Фолло взял сверток и вышел из этого вонючего го…ного притона. Он очень сильно напоминал ему тюрьму. Этот запах. И глаза детей – большие и у всех на мокром месте. Он не имел ничего против того, чтобы покупать и продавать, но не желал смотреть в эти глаза. Интересно, резник на бойне любит смотреть в глаза овцам? Может быть, резнику все равно. Может быть, он привык. Но дело-то в том, что Фолло было не все равно. Слишком уж надрывало сердце.
Его охранники толклись около главной двери; он жестом подозвал их и направился своей дорогой посреди образованного ими квадрата.
– Удачные переговоры? – осведомился, полуобернувшись, Гренти.
– Нормально, – буркнул Фолло тоном, не поощрявшим к дальнейшей болтовне. Однажды он услышал слова Куррикана: «Тебе друзья нужны или деньги?» – и они запали ему в память.
К сожалению, тон этот нисколько не обескуражил Гренти.
– Идем прямо к Куррикану?
– Да! – со всей возможной резкостью бросил Фолло.

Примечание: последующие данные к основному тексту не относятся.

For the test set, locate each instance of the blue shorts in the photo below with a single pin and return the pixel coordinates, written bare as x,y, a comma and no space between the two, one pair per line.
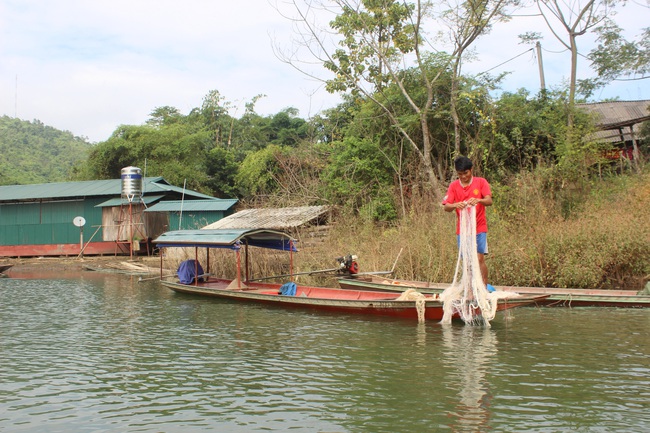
481,242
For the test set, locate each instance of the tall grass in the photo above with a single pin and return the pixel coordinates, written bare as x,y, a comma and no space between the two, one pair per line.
604,242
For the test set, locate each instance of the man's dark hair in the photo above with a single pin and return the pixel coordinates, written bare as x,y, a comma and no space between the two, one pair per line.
463,163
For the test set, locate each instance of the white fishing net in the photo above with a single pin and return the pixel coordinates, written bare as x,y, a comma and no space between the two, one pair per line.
467,296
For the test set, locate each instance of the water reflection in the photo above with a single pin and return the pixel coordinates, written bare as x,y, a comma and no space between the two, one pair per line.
469,353
110,354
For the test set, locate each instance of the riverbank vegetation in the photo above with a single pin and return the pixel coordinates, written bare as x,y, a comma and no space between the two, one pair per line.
569,209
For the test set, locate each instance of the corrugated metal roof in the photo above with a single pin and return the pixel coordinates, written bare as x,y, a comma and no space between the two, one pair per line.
119,201
274,218
614,114
91,188
215,204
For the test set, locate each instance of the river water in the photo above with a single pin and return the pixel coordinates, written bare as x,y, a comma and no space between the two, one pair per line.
106,353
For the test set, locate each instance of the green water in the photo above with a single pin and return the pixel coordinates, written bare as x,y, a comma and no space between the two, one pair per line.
104,353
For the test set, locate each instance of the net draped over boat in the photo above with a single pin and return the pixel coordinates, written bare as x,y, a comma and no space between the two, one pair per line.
468,295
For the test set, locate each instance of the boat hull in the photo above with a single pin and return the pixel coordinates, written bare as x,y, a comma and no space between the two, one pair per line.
365,302
555,297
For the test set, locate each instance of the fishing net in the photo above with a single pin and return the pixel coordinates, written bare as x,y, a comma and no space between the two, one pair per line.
467,296
420,301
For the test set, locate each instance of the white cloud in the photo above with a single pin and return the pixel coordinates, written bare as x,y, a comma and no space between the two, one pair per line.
89,66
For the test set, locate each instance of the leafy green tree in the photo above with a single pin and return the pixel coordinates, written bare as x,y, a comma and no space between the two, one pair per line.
221,169
35,153
616,57
466,21
359,176
258,172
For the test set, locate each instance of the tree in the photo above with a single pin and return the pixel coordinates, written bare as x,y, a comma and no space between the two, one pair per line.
375,39
466,21
567,22
616,57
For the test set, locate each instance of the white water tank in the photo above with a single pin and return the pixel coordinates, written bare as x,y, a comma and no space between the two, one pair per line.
131,183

Но Гренти любил почесать языком. Собственно, эта слабость присуща большинству громил.
– Хороший домишко у Куррикана, верно? Как там называются эти колонны, что спереду торчат?
– Пилястры, – проворчал еще один из охранников.
– Нет, нет, пилястры я знаю. Нет. Я имел в виду как называется архитектурный стиль, где голова этой самой колонны виноградными листьями украшена?
– Рустика?
– Нет, нет, рустика – это когда камень зубилом обрабатывают так и этак, а я про лепнину… Погоди…
В первое мгновение Фолло весьма и весьма обрадовался помехе, заставившей болтуна замолчать. А потом встревожился. Прямо перед ними дорогу в тумане преградила человеческая фигура. И преградила так, что ни пройти ни проехать. Побирушки, гуляки и всякий сброд, которыми кишел этот район, до сего момента раздавались перед их кучкой, как земля раздается перед лемехом плуга. А этот не пошевелился. Длинный, поганец, не уступит самому рослому из охранников Фолло, одет в белое пальто, капюшон на голове. Ладно, пальто, конечно, уже не белое. В Сипани ничего не остается белым надолго. Серое от сырости, а края пол заляпаны черным.
– Уберите его с дороги, – рявкнул он.
– Убирайся, на х… с дороги! – прогремел Гренти.
– Ты Фолло? – Незнакомец откинул капюшон.
– Это баба, – сказал Гренти. И это была чистая правда, невзирая даже на то, что из ворота у этой бабы торчала толстая мускулистая шея, на которой покоился квадратный подбородок, а рыжие волосы были обстрижены почти наголо.
– Я Джавра, – сообщила она, вздернув подбородок и улыбнувшись всем пятерым. – Хоскоппская львица.
– Может, она чокнутая? – предположил Гренти.
– В натуре, из сумасшедшего дома сбежала!
– Я однажды сбежала из сумасшедшего дома, – сказала женщина. Говорила она с чудовищным акцентом, но Фолло не мог понять, какому месту он принадлежит. – Ну… это была тюрьма для волшебников. Но некоторые из них сходили с ума. Общая черта почти всех волшебников: они немного эксцентричны. Впрочем, это к делу не относится. Мне нужно кое-что, находящееся сейчас у тебя.